If any device connected to the Internet has no expectation of privacy, then the fact that these devices are inside the privacy envelope of our homes makes little difference. We pierced the veil of privacy by installing the device and clicking “I Agree” on the Terms of Service. It’s only a matter of time before we lose the right to withhold consent for the digital search of our home or the capture and archive over time of sound and video from all our “smart” devices.
In the end, privacy isn’t about whether you have something to hide. It’s about consent. Every single case in which you are told that a privacy invasion will benefit you, there is a benefit to the vendor that they are probably not telling you about. This is because if they provided full disclosure you might realize they are actually acting against your interest and withhold your consent. If they do not disclose then you never get an opportunity to provide informed consent. Instead you get the marketing telling you one reality, and a Terms of Service you don’t read that tells you a different one.

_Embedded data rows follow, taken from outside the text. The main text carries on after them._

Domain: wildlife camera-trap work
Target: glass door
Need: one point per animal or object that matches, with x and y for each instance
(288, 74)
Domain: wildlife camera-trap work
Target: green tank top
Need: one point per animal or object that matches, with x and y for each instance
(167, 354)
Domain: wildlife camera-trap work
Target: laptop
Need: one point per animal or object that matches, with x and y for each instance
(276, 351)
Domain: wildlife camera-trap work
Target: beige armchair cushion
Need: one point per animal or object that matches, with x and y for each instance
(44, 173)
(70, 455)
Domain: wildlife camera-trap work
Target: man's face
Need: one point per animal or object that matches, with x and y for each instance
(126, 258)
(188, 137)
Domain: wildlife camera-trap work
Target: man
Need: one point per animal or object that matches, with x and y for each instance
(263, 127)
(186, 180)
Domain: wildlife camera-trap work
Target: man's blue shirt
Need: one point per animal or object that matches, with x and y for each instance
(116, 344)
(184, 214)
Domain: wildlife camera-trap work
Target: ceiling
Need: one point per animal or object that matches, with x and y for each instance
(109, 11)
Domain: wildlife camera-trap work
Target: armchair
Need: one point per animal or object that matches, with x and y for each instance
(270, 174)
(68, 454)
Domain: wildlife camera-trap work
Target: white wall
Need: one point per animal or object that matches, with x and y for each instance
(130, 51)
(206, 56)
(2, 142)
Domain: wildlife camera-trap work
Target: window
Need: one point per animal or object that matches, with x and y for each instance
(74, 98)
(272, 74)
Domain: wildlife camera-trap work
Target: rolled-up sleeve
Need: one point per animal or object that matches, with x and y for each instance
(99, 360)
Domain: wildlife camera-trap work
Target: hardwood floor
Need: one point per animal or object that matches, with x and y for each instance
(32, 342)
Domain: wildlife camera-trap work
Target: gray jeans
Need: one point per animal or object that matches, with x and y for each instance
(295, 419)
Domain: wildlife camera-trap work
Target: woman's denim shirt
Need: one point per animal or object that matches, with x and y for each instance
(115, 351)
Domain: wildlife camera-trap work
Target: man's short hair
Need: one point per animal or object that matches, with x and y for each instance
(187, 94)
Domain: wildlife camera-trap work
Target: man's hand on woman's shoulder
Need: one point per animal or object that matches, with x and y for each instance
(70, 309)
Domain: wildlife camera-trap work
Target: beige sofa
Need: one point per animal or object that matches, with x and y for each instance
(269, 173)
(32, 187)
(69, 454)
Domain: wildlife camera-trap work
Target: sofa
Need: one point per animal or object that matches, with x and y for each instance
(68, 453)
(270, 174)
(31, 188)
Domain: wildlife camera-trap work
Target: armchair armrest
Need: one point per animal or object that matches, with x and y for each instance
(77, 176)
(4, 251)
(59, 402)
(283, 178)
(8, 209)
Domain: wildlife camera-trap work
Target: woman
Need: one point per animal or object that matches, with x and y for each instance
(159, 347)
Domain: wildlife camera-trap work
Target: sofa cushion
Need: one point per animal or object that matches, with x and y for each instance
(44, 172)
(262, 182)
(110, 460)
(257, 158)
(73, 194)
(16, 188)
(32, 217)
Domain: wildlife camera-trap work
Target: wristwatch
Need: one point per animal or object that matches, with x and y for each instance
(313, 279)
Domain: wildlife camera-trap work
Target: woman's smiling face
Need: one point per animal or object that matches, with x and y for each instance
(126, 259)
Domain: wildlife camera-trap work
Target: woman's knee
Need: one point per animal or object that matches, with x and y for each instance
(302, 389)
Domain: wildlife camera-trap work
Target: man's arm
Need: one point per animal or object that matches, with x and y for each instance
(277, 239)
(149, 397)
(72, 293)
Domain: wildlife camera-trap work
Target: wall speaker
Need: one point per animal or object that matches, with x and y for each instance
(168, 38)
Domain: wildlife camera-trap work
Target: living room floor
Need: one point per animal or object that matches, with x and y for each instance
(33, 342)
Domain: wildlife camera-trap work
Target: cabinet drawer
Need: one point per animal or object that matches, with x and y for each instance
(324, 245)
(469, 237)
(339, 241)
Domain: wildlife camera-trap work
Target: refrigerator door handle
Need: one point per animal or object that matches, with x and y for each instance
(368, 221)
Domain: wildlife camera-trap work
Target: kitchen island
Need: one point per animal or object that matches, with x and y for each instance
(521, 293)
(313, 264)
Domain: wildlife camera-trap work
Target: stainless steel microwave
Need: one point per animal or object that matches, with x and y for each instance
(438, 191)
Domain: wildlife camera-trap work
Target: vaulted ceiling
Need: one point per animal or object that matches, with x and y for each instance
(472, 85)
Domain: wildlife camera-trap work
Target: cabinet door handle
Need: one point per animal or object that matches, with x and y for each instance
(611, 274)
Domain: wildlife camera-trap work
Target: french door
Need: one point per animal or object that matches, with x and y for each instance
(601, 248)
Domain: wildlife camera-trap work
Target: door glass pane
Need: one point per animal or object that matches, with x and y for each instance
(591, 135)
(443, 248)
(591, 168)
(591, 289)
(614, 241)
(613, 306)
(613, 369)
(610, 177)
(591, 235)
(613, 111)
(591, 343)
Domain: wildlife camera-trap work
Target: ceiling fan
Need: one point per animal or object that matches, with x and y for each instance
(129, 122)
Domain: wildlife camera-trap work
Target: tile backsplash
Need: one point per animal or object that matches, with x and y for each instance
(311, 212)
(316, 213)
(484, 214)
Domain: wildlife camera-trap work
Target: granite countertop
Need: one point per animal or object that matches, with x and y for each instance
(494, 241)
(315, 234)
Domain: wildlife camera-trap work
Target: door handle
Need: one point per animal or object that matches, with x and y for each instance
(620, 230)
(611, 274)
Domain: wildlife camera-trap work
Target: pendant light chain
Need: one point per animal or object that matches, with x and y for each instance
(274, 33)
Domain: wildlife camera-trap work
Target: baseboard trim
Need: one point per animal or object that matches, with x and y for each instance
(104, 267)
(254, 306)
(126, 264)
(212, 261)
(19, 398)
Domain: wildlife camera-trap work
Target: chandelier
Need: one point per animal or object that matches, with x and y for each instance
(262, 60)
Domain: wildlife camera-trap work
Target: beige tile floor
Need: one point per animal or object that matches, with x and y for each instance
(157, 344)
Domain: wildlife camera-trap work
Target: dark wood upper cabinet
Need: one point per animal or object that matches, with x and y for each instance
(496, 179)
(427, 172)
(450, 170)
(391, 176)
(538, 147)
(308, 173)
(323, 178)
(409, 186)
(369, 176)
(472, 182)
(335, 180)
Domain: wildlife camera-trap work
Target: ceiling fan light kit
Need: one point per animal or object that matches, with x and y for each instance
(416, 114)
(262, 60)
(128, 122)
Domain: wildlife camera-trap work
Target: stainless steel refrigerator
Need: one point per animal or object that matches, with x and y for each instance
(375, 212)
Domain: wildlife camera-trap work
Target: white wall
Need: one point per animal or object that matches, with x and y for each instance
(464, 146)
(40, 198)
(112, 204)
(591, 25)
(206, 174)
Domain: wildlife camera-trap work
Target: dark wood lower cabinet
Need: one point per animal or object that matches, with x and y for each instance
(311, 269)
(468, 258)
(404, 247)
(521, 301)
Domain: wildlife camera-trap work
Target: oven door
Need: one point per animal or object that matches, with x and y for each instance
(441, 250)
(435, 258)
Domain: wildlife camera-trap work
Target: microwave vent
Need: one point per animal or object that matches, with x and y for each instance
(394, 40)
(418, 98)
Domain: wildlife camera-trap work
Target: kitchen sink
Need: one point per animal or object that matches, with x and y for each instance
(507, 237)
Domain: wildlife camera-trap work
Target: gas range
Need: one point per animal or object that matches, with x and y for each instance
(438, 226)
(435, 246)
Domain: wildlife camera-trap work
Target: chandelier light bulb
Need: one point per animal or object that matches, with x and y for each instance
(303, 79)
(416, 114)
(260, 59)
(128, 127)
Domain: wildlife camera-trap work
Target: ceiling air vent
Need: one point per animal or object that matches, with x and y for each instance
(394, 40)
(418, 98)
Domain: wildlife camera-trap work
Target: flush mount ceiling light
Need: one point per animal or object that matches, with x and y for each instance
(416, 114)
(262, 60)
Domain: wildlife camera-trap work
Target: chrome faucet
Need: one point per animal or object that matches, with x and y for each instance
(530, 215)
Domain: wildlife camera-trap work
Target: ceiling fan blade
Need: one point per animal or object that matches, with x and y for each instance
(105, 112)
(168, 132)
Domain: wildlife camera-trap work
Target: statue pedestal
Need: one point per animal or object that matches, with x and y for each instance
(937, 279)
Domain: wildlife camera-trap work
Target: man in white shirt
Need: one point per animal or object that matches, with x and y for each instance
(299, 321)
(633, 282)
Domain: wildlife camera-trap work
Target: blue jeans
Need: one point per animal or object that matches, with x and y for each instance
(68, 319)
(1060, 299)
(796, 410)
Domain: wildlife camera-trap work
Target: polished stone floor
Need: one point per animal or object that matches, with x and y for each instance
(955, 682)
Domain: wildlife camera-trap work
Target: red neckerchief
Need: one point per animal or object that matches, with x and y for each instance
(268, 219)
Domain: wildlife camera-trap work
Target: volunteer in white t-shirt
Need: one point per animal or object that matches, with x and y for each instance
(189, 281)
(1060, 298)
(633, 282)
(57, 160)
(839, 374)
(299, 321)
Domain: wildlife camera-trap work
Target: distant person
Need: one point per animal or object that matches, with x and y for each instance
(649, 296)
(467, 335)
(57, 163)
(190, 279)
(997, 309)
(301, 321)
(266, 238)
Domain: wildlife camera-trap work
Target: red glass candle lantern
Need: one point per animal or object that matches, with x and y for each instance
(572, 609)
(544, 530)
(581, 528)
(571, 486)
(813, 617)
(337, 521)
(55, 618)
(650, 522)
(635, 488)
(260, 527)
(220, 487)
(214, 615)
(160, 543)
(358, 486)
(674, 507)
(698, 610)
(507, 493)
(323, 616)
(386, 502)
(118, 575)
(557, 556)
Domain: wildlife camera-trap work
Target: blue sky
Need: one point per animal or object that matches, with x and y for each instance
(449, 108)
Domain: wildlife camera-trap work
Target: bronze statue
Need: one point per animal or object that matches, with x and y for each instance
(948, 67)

Here in the US we used to have a legally protected right to withhold consent to all sorts of things. But like a trademark, if you don’t use it, don’t defend it, you eventually lose it. To say “I have nothing to hide from privacy-invading technology” is to waive your right to withhold consent. When this practice becomes the norm then our policy flips from an assumed right to withhold consent to a default in which no consent is required.
Privacy isn’t about where you draw the line. It’s about your ability to draw a line at all. Exercising your right to withhold consent to invasion of your privacy is your only means of preserving that right. It’s about time we started saying “no” more often to invasive technology, and stopped treating those of us who already do this as conspiracy theorists. Because even if you don’t care about privacy, I guarantee you care about consent.